That statement should have been phrased differently; something like “power the AI will just take for itself regardless of what we want”. See here for why even a “merely” human-equivalent AI will have tremendous power even when we don’t intend for it to have that power.

 
Toggle comment visibility Comment by Tom McCabe
Jun 16, 2007 8:54 am

Someone please fix the first link. Thank you.

 
Toggle comment visibility Comment by Eliezer Yudkowsky
Jun 16, 2007 12:51 pm

Seth, I see that you were a PhD student in NEU’s Electrical Engineering department. Electrical engineering isn’t very complicated, right? I mean, it’s just:

while device is incomplete
…get some wires
…connect them

The part about getting wires can be implemented by going to a hardware store, and as for connecting them, a soldering iron should do the trick.

(We all understand the difficulties of only our own profession.)

 
Toggle comment visibility Comment by Seth Baum
Jun 16, 2007 7:20 pm

Tom, thanks for the links- interesting reads.

“Such an AI will be faced with those kinds of challenges, because it has to be responsible for overseeing a world of six billion people.”

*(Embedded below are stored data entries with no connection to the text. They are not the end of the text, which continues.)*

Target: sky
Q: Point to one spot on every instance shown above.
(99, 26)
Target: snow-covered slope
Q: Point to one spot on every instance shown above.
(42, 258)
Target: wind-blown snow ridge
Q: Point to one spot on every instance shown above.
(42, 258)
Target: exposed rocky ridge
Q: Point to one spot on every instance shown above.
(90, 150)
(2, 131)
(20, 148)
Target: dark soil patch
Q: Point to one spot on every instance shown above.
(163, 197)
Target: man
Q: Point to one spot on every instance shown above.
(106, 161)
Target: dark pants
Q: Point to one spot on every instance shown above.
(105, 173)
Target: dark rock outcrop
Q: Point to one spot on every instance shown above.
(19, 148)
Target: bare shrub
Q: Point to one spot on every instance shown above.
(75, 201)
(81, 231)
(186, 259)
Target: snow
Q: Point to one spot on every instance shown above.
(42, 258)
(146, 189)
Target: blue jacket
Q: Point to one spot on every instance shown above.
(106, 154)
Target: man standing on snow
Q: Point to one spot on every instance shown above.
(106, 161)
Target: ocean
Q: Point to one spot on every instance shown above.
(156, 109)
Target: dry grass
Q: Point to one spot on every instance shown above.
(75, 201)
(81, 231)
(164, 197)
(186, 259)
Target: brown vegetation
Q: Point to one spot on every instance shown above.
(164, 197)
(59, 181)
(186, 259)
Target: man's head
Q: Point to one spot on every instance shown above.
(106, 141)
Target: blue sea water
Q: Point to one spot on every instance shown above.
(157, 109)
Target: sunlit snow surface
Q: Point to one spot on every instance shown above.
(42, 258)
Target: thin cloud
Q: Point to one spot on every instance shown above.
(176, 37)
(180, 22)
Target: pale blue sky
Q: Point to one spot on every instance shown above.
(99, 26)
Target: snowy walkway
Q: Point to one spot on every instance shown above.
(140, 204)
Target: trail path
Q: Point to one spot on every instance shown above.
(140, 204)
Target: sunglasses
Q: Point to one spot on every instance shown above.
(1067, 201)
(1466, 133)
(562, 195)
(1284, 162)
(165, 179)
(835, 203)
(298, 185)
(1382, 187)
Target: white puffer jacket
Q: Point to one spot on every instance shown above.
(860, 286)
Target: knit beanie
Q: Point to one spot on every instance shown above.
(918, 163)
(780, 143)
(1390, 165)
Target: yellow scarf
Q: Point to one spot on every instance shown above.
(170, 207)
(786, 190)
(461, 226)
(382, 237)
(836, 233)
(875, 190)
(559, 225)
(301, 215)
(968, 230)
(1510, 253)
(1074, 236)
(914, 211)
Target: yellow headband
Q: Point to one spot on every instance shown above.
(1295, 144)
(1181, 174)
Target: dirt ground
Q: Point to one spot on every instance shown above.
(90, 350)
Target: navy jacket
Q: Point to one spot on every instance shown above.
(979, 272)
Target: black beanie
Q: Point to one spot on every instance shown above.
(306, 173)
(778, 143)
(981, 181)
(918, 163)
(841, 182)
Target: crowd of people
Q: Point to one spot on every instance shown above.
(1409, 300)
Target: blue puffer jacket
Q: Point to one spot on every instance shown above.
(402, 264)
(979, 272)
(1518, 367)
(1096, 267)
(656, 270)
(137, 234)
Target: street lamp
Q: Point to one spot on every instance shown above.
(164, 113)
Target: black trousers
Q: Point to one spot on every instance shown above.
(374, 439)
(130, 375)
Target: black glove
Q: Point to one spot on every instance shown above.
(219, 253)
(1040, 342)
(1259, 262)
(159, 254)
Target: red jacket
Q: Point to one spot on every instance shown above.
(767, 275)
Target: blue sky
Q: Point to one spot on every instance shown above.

OK, but now we’re not talking about collecting stamps, fetching beverages, or even building reactors. No one human is charged with such a lofty task, so we’re already using a standard beyond (an individual) human intelligence, and we still run non-negligible chances of wrecking the whole thing- hence this conversation. (Technically, reactor design is also a multi-person project.) And of course, I agree that designing any AI that will manage to avoid all the stupid ways it could do very bad things is a (the?) critical task. I’m not disputing that an AI may have capacities which far outstrip ours.

The AI-builders might simply keep making the AI more powerful until it jumps out onto the Internet and proceeds to wreak havoc, without even making a conscious decision to “release” it.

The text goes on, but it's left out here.